Deputy Prime Minister Veysi Kaynak said yesterday that the Turkish government is continuing intense efforts in Syria to help the war-ravaged state regain its functionality in infrastructure, including totally meeting the clean drinking water needs in the country's north, which was liberated from Daesh terrorists with Operation Euphrates Shield.
Speaking to reporters, Kaynak touched upon a possible new cross-border operation in Syria and Iraq, saying that Ankara primarily focused on helping the normalization of civilian life in the areas that have been liberated from Daesh.
"After this time, our duty is accelerating of returning to a normal life. Syrian people have migrated to various countries around the world, notably to Turkey," he said.

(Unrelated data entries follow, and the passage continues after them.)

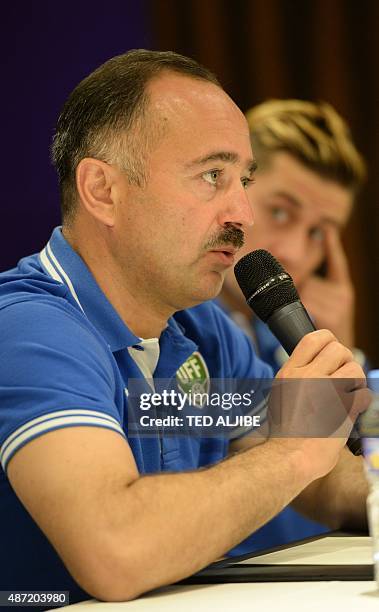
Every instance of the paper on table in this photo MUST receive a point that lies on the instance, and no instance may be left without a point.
(325, 551)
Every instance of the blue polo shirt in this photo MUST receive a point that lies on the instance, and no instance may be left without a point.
(66, 361)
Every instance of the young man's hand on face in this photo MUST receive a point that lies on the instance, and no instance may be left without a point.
(330, 300)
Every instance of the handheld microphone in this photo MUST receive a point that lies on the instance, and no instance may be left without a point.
(270, 292)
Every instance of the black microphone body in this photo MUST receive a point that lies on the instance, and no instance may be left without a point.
(271, 294)
(289, 324)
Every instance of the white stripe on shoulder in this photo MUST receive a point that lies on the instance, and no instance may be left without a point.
(63, 273)
(55, 420)
(48, 266)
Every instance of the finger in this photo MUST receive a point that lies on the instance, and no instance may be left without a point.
(310, 346)
(353, 375)
(337, 264)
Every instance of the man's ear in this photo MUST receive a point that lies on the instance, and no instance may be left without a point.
(94, 181)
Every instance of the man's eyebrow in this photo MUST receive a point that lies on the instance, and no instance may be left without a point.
(225, 156)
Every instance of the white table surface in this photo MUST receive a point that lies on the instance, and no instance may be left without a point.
(330, 596)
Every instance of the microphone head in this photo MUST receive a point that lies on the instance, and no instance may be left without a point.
(264, 283)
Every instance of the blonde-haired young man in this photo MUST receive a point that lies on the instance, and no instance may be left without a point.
(309, 175)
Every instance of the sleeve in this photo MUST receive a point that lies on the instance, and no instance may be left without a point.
(56, 372)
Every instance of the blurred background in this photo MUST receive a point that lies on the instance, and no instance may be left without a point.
(309, 49)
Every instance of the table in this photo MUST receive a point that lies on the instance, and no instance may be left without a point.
(355, 596)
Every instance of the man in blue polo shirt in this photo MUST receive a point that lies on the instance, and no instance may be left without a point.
(156, 173)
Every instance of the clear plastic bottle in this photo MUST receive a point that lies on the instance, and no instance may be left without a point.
(369, 427)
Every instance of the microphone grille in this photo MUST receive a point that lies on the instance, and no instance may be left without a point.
(258, 269)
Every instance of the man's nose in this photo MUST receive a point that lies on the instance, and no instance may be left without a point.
(237, 209)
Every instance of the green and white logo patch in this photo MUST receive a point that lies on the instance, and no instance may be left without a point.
(193, 379)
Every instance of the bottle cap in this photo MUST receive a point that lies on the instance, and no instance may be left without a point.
(373, 380)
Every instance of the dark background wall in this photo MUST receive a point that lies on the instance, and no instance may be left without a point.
(310, 49)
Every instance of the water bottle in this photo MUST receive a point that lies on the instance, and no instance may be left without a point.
(369, 426)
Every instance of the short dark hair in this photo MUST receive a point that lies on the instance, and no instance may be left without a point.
(313, 133)
(100, 111)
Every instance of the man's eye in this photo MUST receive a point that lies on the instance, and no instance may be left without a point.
(317, 234)
(280, 215)
(212, 176)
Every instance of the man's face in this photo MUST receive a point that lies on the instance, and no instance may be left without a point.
(177, 237)
(293, 209)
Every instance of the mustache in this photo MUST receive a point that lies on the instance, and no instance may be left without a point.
(229, 236)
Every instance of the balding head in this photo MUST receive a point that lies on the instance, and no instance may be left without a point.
(106, 117)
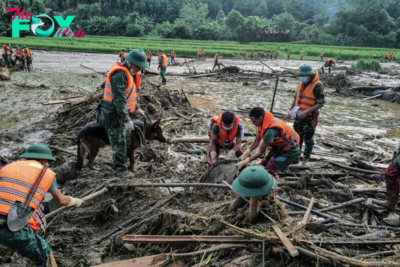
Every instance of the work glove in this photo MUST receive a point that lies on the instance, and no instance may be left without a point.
(129, 126)
(245, 155)
(231, 155)
(213, 156)
(243, 163)
(75, 202)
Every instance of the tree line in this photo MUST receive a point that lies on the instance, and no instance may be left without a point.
(373, 23)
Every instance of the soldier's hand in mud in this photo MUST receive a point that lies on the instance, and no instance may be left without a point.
(140, 112)
(288, 117)
(303, 115)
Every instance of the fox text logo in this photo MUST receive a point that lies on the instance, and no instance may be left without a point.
(19, 23)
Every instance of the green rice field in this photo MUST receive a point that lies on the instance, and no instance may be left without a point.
(189, 48)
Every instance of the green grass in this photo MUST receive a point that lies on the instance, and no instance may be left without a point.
(111, 44)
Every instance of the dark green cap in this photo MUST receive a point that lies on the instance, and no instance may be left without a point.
(137, 58)
(305, 70)
(254, 181)
(38, 152)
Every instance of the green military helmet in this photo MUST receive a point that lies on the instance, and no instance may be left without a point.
(305, 70)
(254, 181)
(38, 152)
(137, 58)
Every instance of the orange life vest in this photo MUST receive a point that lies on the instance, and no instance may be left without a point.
(131, 93)
(305, 98)
(4, 50)
(289, 138)
(16, 180)
(225, 138)
(28, 52)
(165, 61)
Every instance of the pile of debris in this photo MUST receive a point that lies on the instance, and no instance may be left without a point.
(324, 213)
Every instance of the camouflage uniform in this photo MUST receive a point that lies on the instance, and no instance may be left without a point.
(118, 136)
(304, 127)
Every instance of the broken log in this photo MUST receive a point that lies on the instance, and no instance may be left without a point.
(344, 204)
(285, 241)
(308, 211)
(354, 169)
(89, 197)
(159, 239)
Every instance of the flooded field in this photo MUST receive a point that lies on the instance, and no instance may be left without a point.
(370, 127)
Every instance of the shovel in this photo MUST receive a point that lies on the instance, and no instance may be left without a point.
(20, 213)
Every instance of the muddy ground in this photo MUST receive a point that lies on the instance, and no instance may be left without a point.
(92, 235)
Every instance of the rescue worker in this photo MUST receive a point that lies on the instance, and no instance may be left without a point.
(309, 97)
(27, 57)
(173, 55)
(392, 179)
(226, 132)
(329, 64)
(119, 100)
(17, 54)
(162, 66)
(121, 56)
(149, 56)
(7, 52)
(16, 180)
(273, 132)
(216, 60)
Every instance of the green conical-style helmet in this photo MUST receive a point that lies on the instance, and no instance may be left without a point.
(38, 152)
(254, 181)
(305, 70)
(137, 58)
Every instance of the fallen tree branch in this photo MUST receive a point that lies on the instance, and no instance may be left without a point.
(354, 169)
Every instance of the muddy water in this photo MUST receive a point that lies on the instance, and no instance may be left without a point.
(59, 74)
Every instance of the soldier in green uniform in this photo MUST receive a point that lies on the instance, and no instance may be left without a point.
(120, 99)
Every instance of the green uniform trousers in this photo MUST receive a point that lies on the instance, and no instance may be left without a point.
(162, 73)
(120, 140)
(306, 133)
(25, 242)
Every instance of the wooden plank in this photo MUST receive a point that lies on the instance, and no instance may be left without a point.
(254, 209)
(308, 212)
(286, 242)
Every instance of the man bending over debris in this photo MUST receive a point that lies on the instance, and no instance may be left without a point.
(119, 99)
(392, 179)
(309, 98)
(16, 182)
(282, 138)
(328, 64)
(226, 132)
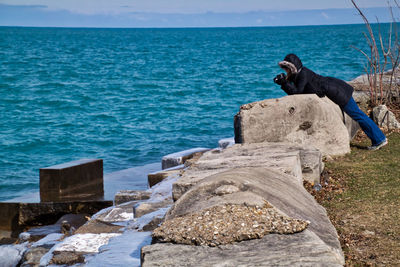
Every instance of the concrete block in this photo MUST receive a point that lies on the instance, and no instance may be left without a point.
(75, 180)
(299, 119)
(130, 195)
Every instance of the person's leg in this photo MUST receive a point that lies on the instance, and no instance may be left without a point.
(366, 124)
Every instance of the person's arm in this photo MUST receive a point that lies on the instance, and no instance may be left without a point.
(291, 89)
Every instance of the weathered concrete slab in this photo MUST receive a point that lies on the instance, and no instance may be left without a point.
(300, 162)
(179, 158)
(158, 177)
(226, 142)
(385, 118)
(75, 180)
(300, 119)
(316, 246)
(17, 216)
(128, 179)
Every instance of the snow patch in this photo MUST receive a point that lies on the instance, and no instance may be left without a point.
(48, 240)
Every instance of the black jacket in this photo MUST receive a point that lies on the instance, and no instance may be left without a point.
(305, 81)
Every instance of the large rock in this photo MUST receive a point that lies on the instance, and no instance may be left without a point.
(124, 196)
(318, 245)
(301, 119)
(300, 162)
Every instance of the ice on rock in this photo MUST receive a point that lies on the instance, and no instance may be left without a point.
(123, 250)
(226, 142)
(10, 255)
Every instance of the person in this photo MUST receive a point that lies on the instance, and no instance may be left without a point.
(301, 80)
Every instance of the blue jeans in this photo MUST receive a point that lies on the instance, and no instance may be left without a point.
(367, 125)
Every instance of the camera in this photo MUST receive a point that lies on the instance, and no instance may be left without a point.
(280, 78)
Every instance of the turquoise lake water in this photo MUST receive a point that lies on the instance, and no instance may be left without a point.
(131, 96)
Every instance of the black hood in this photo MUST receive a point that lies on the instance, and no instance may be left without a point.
(291, 62)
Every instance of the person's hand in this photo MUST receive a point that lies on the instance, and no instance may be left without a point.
(280, 78)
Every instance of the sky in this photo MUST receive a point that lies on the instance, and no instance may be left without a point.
(184, 13)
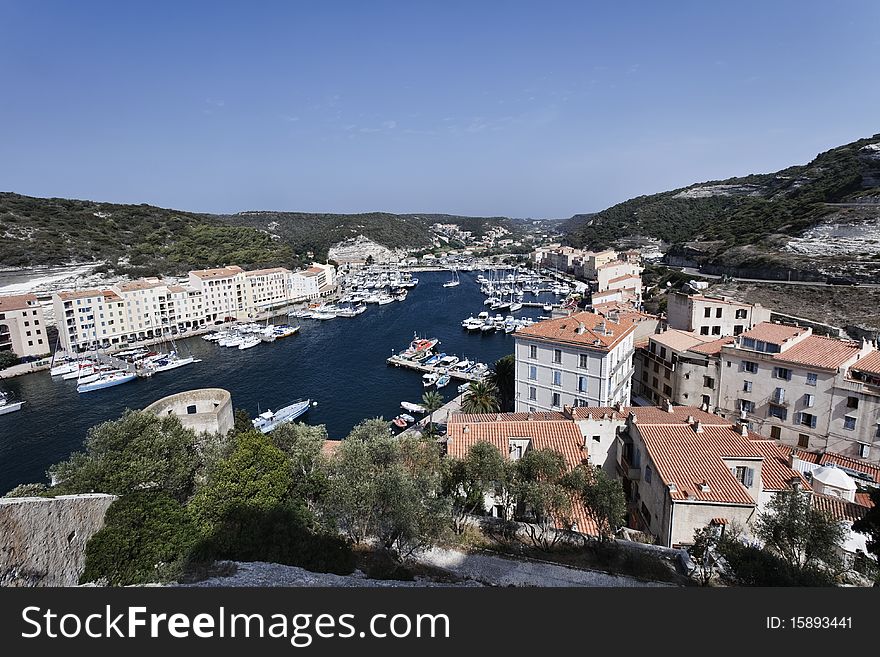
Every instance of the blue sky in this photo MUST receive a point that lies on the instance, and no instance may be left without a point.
(538, 109)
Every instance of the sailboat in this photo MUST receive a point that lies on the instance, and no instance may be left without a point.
(454, 280)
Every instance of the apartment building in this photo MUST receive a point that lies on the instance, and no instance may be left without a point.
(683, 469)
(581, 360)
(715, 316)
(797, 387)
(23, 326)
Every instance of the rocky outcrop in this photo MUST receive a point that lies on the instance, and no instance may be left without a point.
(43, 540)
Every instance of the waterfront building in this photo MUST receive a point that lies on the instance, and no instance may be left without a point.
(584, 359)
(23, 326)
(715, 316)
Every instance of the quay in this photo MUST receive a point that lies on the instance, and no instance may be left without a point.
(399, 361)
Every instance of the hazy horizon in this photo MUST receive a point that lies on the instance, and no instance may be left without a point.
(497, 109)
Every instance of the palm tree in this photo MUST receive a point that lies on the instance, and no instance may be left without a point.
(432, 400)
(481, 397)
(503, 379)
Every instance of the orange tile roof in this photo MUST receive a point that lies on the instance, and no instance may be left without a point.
(775, 473)
(869, 364)
(839, 508)
(687, 458)
(17, 302)
(712, 348)
(220, 272)
(820, 352)
(564, 330)
(774, 333)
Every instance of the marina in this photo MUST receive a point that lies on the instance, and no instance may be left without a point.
(340, 364)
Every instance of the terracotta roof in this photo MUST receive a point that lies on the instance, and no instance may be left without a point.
(819, 351)
(263, 272)
(688, 459)
(773, 333)
(869, 364)
(565, 330)
(712, 348)
(679, 340)
(775, 473)
(839, 508)
(220, 272)
(17, 302)
(79, 294)
(140, 284)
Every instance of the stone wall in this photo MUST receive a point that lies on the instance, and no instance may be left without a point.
(43, 540)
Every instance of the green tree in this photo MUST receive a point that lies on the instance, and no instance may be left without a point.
(137, 452)
(432, 401)
(601, 497)
(481, 397)
(147, 537)
(387, 489)
(801, 535)
(503, 377)
(8, 359)
(467, 481)
(544, 497)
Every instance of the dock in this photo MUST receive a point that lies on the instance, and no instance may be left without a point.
(399, 361)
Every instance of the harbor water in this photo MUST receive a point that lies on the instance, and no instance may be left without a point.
(339, 363)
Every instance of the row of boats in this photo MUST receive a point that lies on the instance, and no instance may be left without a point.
(246, 336)
(484, 323)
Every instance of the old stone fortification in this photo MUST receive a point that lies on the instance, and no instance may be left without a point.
(43, 540)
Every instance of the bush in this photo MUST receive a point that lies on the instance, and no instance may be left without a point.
(147, 537)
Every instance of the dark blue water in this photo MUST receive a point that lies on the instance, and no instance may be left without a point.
(340, 363)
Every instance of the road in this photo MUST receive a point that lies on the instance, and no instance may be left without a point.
(696, 272)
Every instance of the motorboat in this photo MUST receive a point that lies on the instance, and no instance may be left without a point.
(269, 420)
(7, 405)
(107, 380)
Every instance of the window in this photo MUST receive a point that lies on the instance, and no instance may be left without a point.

"We are coordinating with the Syrian transition government and local administrations, to provide clean water to the region. Agriculture has been reviving and they will harvest in summer. We are also repairing schools. Just in this year, 60,000 children returned to their schools," he added.
Ankara launched the cross-border Operation Euphrates Shield on Aug. 24 last year to secure Turkey's southern border. The operation ended March 29, as officials announced that more than 2,000 square kilometers (770 square miles) of land in northern Syria had been liberated from Daesh, more than 2,500 terrorists were killed and that some 100,000 refugees living in the Gaziantep province are now expected to return to the liberated areas.
After Operation Euphrates Shield, Turkish officials said Ankara can launch a new cross-border operation if needed, even though they did not specify what may prompt Turkish forces to make such a move.
Meanwhile, Kaynak added that he will meet with officials from the United Nations in Geneva on April 25 in order to discuss the construction of temporary shelters for people in al-Bab who do not have accommodation.
"If we can obtain financial support, we will provide at least a temporary shelter for those who have been living in wooded areas. We have already planned the education and health infrastructure of the region. A depot was also constructed in Kilis, near the Turkey-Syrian border, in order to regularly procure food and medicine for these people," he said.